9. White-winged Crossbill
The White-winged Crossbill, like all other crossbills, possesses a beak that is shaped like a cross.
The mature male White-winged Crossbill has pinkish-red feathers throughout much of its body, albeit this coloration is less intense than that of the male Red Crossbill.
Both the tail and the wings appear black, having the wings featuring two white wing bands.
Females have golden streaks on their bodies, but their wings remain black and have a wing bar design like that of males.
The majority of White-winged Crossbills do not migrate south for the winter and instead spend the whole year within their breeding territory across Canada and the northeastern United States.
White-winged Crossbills are uncommon wintertime visitors that may be more numerous in certain years across Michigan.
10. Rose-breasted Grosbeak
The Rose-breasted Grosbeak‘s big bill and distinctive markings make it a standout among birds.
Adult males have crimson breasts and a jet-black hood and rear in the summertime.
It is otherwise black wings possess white patches and stripes.
In contrast, both adult females and juveniles have brown plumage that is paler on the underside than the back and is streaked.
Their eyebrows and wing bars are likewise white.
It is summer across Michigan when the Rose-breasted Grosbeak stops through.
This crimson-winged songbird migrates to Central America every winter. Foraging on pine cone seeds is its only source of nutrition, making it similar to other crossbill species.
11. Pine Grosbeak
A red bird with a small, stubby bill, the Pine Grosbeak is a songbird.
Red on their backs and bellies, mature males have varied degrees of grayish on their flanks.
It has a black body and wings having two white wing bands.
When contrast to males, females seem duller and possess a brownish-yellow tint.
This red bird is a northeastern species found only in the upper peninsula of Michigan.
It stays all year long, but if the winters become too hard, it could go south.
12. Common Redpoll
The little Common Redpoll lives in the woods throughout the northern hemisphere.
It is a resident breeder across Canada and a rare Michigan winter visitor.
A mature male will possess a grayish-brown head, a redhead, and pinkish-red breasts and flanks.
While females have fewer colors overall, they additionally have a redhead.
The top bodies of both sexes are streaked with brown and gray.
This red bird is found mostly in boreal woods from the Arctic Circle southward.
Outside of the mating season, they congregate in small groups and wander from place to place in search of suitable habitats rich in seeds.
In conclusion, the twelve types of red birds found in Michigan are a testament to the state’s rich biodiversity and natural beauty.

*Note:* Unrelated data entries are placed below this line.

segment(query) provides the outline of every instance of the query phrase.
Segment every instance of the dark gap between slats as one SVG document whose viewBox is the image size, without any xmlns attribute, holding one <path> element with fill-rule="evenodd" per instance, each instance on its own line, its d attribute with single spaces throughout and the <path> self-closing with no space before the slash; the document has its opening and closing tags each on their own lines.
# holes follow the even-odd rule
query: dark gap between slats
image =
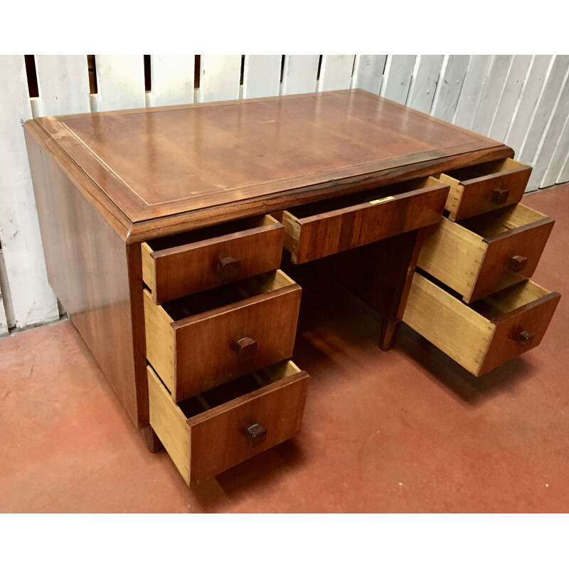
<svg viewBox="0 0 569 569">
<path fill-rule="evenodd" d="M 28 92 L 30 97 L 39 97 L 38 87 L 38 74 L 36 71 L 36 58 L 34 55 L 24 55 L 26 61 L 26 75 L 28 78 Z"/>
<path fill-rule="evenodd" d="M 152 90 L 152 79 L 150 76 L 150 55 L 144 55 L 144 90 Z"/>
</svg>

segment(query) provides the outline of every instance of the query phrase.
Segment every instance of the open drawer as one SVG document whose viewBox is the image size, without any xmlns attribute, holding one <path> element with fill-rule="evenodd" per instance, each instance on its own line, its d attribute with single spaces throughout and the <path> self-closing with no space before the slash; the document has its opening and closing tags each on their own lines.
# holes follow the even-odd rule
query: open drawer
<svg viewBox="0 0 569 569">
<path fill-rule="evenodd" d="M 147 359 L 176 401 L 292 355 L 301 288 L 281 270 L 161 306 L 144 294 Z"/>
<path fill-rule="evenodd" d="M 284 228 L 260 216 L 142 244 L 142 279 L 152 300 L 168 300 L 280 267 Z"/>
<path fill-rule="evenodd" d="M 531 167 L 511 158 L 439 174 L 450 186 L 445 209 L 458 221 L 517 203 L 523 196 Z"/>
<path fill-rule="evenodd" d="M 150 425 L 189 485 L 294 436 L 309 376 L 281 362 L 176 404 L 147 368 Z"/>
<path fill-rule="evenodd" d="M 432 225 L 447 193 L 428 177 L 292 208 L 282 213 L 284 248 L 302 263 Z"/>
<path fill-rule="evenodd" d="M 538 346 L 560 296 L 527 280 L 468 305 L 415 272 L 403 321 L 479 376 Z"/>
<path fill-rule="evenodd" d="M 465 302 L 531 277 L 554 220 L 521 203 L 427 230 L 417 265 Z"/>
</svg>

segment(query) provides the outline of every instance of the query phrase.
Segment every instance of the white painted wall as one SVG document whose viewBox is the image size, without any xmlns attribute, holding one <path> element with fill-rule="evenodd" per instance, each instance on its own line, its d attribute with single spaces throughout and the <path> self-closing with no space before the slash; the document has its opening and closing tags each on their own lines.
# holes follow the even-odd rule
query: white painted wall
<svg viewBox="0 0 569 569">
<path fill-rule="evenodd" d="M 21 124 L 32 116 L 361 87 L 511 146 L 533 166 L 528 191 L 569 181 L 569 55 L 0 55 L 0 335 L 58 318 Z M 242 70 L 243 65 L 243 70 Z M 242 73 L 243 72 L 243 73 Z M 243 75 L 243 84 L 241 76 Z"/>
</svg>

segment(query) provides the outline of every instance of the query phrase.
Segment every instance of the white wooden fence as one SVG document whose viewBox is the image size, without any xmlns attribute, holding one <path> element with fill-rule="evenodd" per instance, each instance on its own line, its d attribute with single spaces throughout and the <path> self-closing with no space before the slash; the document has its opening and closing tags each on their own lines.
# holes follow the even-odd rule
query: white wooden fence
<svg viewBox="0 0 569 569">
<path fill-rule="evenodd" d="M 569 181 L 569 55 L 151 55 L 149 63 L 147 91 L 143 55 L 95 55 L 92 92 L 87 56 L 36 55 L 38 96 L 31 97 L 24 56 L 0 55 L 0 334 L 59 316 L 21 129 L 33 116 L 361 87 L 505 142 L 533 166 L 528 191 Z"/>
</svg>

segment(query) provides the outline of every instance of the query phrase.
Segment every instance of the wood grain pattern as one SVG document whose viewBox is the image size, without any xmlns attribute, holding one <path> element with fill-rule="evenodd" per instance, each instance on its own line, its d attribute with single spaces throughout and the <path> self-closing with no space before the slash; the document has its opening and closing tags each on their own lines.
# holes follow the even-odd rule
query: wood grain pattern
<svg viewBox="0 0 569 569">
<path fill-rule="evenodd" d="M 201 298 L 165 309 L 144 291 L 147 357 L 176 401 L 292 355 L 300 287 L 281 271 L 230 286 L 243 299 L 205 311 Z M 166 310 L 179 304 L 188 316 L 173 318 Z M 256 341 L 253 357 L 239 357 L 235 343 L 243 338 Z"/>
<path fill-rule="evenodd" d="M 190 427 L 186 415 L 172 401 L 168 390 L 150 366 L 147 373 L 150 425 L 184 479 L 189 484 Z"/>
<path fill-rule="evenodd" d="M 482 366 L 494 334 L 486 318 L 418 272 L 403 321 L 474 375 Z"/>
<path fill-rule="evenodd" d="M 265 216 L 206 232 L 143 243 L 143 278 L 152 299 L 161 304 L 278 269 L 284 238 L 283 225 Z M 228 257 L 240 261 L 238 270 L 230 277 L 220 274 L 218 268 L 219 260 Z"/>
<path fill-rule="evenodd" d="M 450 186 L 445 209 L 449 219 L 459 221 L 485 211 L 519 202 L 531 168 L 511 159 L 442 174 L 438 179 Z M 493 200 L 496 189 L 508 191 L 505 202 Z"/>
<path fill-rule="evenodd" d="M 284 247 L 302 263 L 436 223 L 447 192 L 429 178 L 284 211 Z"/>
<path fill-rule="evenodd" d="M 281 365 L 274 372 L 274 383 L 188 420 L 191 482 L 214 476 L 298 432 L 309 376 L 297 370 Z M 262 443 L 251 447 L 245 431 L 255 423 L 262 425 L 267 435 Z"/>
<path fill-rule="evenodd" d="M 73 178 L 26 135 L 50 284 L 138 424 L 126 245 L 78 191 Z"/>
<path fill-rule="evenodd" d="M 526 281 L 469 307 L 415 273 L 403 321 L 478 377 L 538 346 L 559 297 Z"/>
<path fill-rule="evenodd" d="M 507 296 L 507 292 L 511 296 L 517 297 L 519 294 L 518 289 L 529 288 L 536 288 L 536 284 L 531 281 L 521 282 L 504 292 L 501 296 Z M 531 300 L 528 299 L 528 302 L 515 308 L 509 307 L 511 312 L 493 319 L 496 329 L 478 375 L 482 376 L 501 363 L 539 346 L 559 303 L 560 295 L 558 292 L 549 292 L 541 287 L 538 289 L 541 290 L 531 294 L 531 297 L 533 298 Z M 496 299 L 498 298 L 499 295 Z M 496 305 L 494 299 L 491 297 L 489 299 L 494 300 Z M 526 344 L 521 342 L 517 337 L 522 331 L 533 335 L 531 340 Z"/>
<path fill-rule="evenodd" d="M 383 350 L 390 349 L 395 341 L 425 230 L 408 231 L 334 258 L 336 279 L 381 316 Z"/>
<path fill-rule="evenodd" d="M 149 366 L 151 425 L 186 484 L 215 476 L 299 431 L 308 374 L 291 361 L 265 368 L 262 374 L 267 385 L 186 419 Z M 208 397 L 205 393 L 201 398 L 207 403 Z M 263 442 L 251 447 L 246 430 L 255 423 L 267 434 Z"/>
<path fill-rule="evenodd" d="M 443 218 L 427 231 L 418 265 L 471 302 L 530 278 L 553 223 L 519 203 L 459 223 Z M 516 256 L 527 260 L 514 271 Z"/>
</svg>

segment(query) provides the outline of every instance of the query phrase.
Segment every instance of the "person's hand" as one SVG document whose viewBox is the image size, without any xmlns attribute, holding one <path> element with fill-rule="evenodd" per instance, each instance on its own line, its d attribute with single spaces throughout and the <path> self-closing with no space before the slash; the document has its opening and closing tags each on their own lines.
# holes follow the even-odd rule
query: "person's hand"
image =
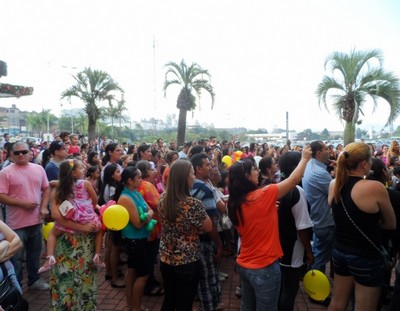
<svg viewBox="0 0 400 311">
<path fill-rule="evenodd" d="M 314 263 L 314 254 L 312 251 L 306 251 L 306 263 L 312 265 Z"/>
<path fill-rule="evenodd" d="M 312 151 L 310 145 L 307 145 L 303 148 L 303 151 L 301 152 L 301 157 L 302 159 L 305 159 L 309 161 L 311 159 Z"/>
<path fill-rule="evenodd" d="M 49 216 L 50 212 L 47 207 L 43 207 L 40 209 L 40 215 L 42 215 L 42 218 L 45 219 L 47 216 Z"/>
<path fill-rule="evenodd" d="M 36 202 L 22 201 L 20 206 L 26 209 L 35 209 L 39 204 Z"/>
<path fill-rule="evenodd" d="M 150 222 L 150 220 L 153 219 L 153 216 L 154 216 L 154 211 L 153 211 L 151 208 L 149 208 L 149 210 L 147 211 L 146 224 L 147 224 L 148 222 Z"/>
<path fill-rule="evenodd" d="M 94 222 L 89 222 L 87 224 L 82 225 L 82 228 L 80 231 L 85 232 L 85 233 L 90 233 L 94 232 L 96 230 L 96 224 Z"/>
</svg>

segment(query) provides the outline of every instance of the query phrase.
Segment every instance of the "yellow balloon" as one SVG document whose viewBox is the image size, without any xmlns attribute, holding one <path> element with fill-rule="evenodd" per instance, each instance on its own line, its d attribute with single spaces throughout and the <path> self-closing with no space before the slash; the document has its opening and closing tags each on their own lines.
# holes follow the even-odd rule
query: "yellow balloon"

From the striking Scarlet Tanager to the energetic Northern Cardinal, each of these birds brings its unique color and personality to Michigan’s landscape.
As we continue to face environmental challenges, it’s important to remember the crucial role that birds and other wildlife play in maintaining the balance of our ecosystem.
By learning more about these red birds and advocating for their protection, we can help ensure that they continue to thrive for generations to come.
So grab your binoculars and head out to discover the beauty of Michigan’s red birds!
Where can I see red birds in Michigan?
Red birds can be found throughout Michigan, but some of the best places to spot them include state parks, nature reserves, and wildlife refuges. Some popular spots include Sleeping Bear Dunes National Lakeshore, Tahquamenon Falls State Park, and Pointe Mouillee State Game Area.
Do all red birds in Michigan have red feathers?
No, not all red birds in Michigan have red feathers. For example, the Red-bellied Woodpecker has a red head and nape, but its belly is a pale grayish-tan color.
Are red birds in Michigan endangered?
Some red birds in Michigan, such as the Kirtland’s Warbler, are listed as endangered or threatened. However, many other red bird species in Michigan are considered to be of least concern.
What can I do to attract red birds to my yard in Michigan?
To attract red birds to your yard in Michigan, consider offering food and water sources that are attractive to these birds. Examples include sunflower seeds, suet, and nectar feeders. Planting native trees and shrubs can also provide habitat for birds to nest and feed.